方夜音像是被钉在了原地,一动不动。她看着姐姐脖颈上那脆弱的曲线,又低头看看自己缠绕着紫电的指尖,一种前所未有的混乱在她脑中炸开。
项圈?绳子?
姐姐在求她,用那样悲哀的眼神,求她给她戴上更深的枷锁。可为什么……为什么她感觉不到丝毫掌控的快感,反而心脏像是被一只无形的手攥紧,疼得她几乎无法呼吸?
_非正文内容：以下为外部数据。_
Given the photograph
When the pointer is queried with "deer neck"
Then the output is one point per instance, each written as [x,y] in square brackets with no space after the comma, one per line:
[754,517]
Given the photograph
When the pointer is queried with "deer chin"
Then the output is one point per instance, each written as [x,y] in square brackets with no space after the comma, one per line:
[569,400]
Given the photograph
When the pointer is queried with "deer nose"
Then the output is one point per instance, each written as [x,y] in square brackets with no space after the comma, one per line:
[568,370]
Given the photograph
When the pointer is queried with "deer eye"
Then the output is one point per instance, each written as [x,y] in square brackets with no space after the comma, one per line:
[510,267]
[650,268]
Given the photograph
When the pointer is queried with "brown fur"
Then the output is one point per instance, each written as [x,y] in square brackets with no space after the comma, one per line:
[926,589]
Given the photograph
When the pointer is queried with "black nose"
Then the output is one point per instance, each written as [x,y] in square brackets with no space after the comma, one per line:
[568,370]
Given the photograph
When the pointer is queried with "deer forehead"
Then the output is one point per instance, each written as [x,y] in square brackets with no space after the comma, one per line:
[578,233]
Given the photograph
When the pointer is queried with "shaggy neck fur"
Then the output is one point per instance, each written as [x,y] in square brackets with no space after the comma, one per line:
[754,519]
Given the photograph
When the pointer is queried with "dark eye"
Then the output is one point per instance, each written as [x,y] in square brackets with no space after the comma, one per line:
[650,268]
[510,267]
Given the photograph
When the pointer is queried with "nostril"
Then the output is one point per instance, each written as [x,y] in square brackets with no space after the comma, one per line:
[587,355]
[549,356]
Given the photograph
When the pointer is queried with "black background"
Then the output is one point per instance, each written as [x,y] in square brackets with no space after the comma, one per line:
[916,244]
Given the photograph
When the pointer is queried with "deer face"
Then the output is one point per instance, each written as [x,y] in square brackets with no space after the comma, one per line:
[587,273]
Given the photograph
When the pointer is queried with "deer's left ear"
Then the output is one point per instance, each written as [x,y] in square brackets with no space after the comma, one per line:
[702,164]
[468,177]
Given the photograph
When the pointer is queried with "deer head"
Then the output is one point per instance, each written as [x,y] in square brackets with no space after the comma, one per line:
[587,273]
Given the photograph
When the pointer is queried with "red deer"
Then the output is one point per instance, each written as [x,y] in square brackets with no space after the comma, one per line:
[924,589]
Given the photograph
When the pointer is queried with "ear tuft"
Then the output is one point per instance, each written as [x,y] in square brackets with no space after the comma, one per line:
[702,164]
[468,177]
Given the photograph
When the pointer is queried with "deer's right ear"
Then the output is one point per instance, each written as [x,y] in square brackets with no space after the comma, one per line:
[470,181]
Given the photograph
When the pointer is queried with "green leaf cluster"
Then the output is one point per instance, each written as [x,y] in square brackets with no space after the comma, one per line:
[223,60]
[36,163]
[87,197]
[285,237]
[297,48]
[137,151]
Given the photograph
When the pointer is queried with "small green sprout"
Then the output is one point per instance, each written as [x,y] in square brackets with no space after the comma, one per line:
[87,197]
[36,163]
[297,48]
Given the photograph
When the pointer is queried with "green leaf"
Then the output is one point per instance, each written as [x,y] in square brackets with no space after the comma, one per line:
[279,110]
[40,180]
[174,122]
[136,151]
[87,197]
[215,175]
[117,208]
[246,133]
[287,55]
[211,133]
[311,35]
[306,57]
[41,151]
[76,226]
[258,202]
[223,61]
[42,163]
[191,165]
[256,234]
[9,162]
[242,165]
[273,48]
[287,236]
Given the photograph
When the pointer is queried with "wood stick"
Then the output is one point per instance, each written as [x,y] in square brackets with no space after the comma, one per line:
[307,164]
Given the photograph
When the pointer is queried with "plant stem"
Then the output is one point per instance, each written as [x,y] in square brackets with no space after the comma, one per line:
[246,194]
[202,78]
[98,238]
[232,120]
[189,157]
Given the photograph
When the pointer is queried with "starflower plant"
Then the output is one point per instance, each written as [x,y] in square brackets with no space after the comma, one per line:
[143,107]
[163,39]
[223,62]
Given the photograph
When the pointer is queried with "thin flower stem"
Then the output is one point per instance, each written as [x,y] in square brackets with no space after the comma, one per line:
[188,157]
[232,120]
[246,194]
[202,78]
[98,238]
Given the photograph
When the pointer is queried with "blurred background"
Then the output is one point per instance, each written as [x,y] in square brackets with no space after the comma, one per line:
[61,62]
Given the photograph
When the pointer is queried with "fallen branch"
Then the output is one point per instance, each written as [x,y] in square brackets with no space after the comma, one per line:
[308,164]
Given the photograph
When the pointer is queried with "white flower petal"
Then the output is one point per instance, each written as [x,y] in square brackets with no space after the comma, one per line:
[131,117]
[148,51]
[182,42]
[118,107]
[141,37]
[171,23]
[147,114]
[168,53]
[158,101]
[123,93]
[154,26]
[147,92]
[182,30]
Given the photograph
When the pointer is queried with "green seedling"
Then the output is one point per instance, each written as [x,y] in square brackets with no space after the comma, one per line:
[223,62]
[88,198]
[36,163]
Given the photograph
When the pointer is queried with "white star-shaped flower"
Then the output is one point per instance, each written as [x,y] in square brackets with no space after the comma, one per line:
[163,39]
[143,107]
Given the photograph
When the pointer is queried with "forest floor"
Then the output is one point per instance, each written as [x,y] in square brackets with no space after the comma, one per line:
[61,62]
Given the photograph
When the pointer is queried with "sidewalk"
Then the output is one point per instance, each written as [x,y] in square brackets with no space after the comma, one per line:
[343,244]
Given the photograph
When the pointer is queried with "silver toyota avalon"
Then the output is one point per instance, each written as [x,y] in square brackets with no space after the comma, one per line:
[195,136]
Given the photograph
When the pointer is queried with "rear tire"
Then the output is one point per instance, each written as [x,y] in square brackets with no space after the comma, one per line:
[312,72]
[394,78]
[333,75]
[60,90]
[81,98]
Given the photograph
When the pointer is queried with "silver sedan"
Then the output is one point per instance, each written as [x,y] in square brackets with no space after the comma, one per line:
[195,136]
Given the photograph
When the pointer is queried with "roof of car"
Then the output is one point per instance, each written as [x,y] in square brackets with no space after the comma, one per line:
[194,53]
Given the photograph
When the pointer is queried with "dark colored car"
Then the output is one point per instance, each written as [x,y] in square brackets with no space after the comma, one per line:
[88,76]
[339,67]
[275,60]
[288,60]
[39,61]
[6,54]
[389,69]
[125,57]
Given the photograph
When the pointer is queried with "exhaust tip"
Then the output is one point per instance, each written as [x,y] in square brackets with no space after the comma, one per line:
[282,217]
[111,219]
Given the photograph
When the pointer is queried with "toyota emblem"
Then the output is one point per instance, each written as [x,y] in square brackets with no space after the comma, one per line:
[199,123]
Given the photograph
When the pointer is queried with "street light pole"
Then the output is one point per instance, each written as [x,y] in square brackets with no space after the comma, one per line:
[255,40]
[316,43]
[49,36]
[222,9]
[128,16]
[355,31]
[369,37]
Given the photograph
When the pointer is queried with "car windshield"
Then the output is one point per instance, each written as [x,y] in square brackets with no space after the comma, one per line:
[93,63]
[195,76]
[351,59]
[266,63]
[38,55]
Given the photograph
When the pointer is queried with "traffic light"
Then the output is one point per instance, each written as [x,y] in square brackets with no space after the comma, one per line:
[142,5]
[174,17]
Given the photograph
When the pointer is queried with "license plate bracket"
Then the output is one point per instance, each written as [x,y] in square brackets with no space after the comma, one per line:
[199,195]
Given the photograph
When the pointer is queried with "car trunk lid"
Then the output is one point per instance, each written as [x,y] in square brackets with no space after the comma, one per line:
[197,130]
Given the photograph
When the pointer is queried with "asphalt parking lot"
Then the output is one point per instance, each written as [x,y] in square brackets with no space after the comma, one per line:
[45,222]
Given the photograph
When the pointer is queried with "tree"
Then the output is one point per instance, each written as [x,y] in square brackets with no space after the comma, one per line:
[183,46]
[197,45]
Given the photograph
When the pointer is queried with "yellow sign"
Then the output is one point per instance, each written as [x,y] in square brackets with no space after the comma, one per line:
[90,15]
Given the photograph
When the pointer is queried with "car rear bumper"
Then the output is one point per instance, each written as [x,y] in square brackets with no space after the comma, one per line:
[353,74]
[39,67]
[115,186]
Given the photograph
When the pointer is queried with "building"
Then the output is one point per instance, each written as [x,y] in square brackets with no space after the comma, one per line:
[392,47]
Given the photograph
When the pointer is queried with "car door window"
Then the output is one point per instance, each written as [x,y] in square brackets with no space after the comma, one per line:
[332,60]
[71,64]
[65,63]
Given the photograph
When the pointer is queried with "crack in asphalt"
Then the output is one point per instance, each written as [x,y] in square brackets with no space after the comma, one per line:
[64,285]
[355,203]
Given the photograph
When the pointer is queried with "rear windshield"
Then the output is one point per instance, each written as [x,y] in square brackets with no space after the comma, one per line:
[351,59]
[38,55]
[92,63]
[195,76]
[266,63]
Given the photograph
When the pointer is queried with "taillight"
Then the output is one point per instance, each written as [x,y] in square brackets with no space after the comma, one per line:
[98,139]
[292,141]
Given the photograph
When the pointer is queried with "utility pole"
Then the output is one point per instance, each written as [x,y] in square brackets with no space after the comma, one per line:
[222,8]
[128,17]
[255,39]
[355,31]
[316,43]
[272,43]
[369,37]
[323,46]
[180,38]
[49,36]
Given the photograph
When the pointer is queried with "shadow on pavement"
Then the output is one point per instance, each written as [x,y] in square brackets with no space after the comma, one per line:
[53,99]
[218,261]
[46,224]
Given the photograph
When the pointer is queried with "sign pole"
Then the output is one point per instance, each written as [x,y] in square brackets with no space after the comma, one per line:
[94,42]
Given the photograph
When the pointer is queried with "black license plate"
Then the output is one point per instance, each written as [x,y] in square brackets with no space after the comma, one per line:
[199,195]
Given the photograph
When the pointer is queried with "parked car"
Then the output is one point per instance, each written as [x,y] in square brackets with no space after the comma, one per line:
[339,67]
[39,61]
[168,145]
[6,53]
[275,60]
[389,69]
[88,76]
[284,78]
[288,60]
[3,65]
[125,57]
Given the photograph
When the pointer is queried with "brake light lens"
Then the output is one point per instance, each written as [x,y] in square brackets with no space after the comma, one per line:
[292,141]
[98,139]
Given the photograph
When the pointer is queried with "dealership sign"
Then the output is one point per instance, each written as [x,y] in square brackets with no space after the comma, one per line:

“原来的……夜音?”她无意识地重复着这个词,眼神空洞地扫过这个由她和巨树共同构筑的洞穴。那些发光藤蔓编织的床榻,那颗永不停歇搏动的心脏,那些在美梦中沉沦的“收藏品”……这一切,不都是为了保护姐姐,为了保护这个“家”吗?
可姐姐说,她要的不是这些。
她要的是那个……会为她擦汗,会因为她受伤而哭的……“原来的夜音”。
那个夜音……在哪里?
方夜音猛地抱住自己的头,发出一声痛苦的低吟。脑海中有无数画面在疯狂闪烁——飓风中姐姐被撕扯开的手,雪原上无尽的寻找和绝望,还有那些试图伤害姐姐、被她撕成碎片的变异体……恐惧、愤怒、疯狂……这些情绪如同黑色的潮水,将那些温暖的、属于“原来”的记忆碎片冲击得七零八落。
“不……不是这样的……”她踉跄着后退,撞在冰冷的洞壁上,藤蔓因为她情绪的剧烈波动而疯狂舞动,“我在保护你……我在爱你啊姐姐!”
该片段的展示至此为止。